Сохатый действительно исчез. Рыжий хотел было сказать, что он в этом не виноват, ему было видение, он думал, что…
— Молчать! — взревел Вожак и, оглянувшись, закричал: — Трехпалый! Лысый! Р-ра!
И племя тотчас же бросилось дальше, по следу, за сохатым.
— Р-ра-ра-ра! — неслось уже издалека. — Стой, Младший Брат! Смирись! Р-ра-ра! Р-ра-ра!
А после стало тихо. И Рыжий, постояв еще немного, тяжко вздохнул и, развернувшись, пошел обратно, к поселку. Он шел не спеша. А то и вообще временами ложился на землю. Лежал, смотрел по сторонам. Пытался думать, но не думалось. Тогда он снова вставал и шел дальше. Шел, шел…
А где-то вдалеке, может быть, уже даже за рекой, то и дело слышались гневные крики:
— Р-ра! Младший Брат! Ты где? Р-ра-ра-ра! Мы все равно тебя найдем! Р-ра! Р-ра!
И так оно потом и было: они настигли его, окружили и, после довольно-таки ожесточенной схватки, завалили, прикончили, а потом, уже ближе к вечеру, с победным пением приволокли его в поселок, бросили к основанию общинного дуба и сразу же начали готовиться к Обряду. Все, даже сосунки, сошлись тогда на площади. А ты…

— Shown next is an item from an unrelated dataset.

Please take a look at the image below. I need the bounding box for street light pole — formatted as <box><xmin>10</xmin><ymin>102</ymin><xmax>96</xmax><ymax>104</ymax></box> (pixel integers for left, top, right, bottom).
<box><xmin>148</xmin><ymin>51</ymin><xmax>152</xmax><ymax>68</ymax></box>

И Рыжий снова тяжело вздохнул, резко тряхнул головой, чтобы как можно скорее избавиться от неприятных воспоминаний, потом глянул на дуб, на площадь — никого. Все еще спят, конечно же. Ведь так вчера навеселились! Попировали, да, поликовали. А ты, единственный из всех, отмеченный Луной…
— А ты, — сказал вчера Вожак, — а ты едва не погубил нам всю Великую Охоту! И поэтому тебе сегодня здесь места не будет. Да, р-ра! Вот именно. А ну пшел в дальние! Стеречь!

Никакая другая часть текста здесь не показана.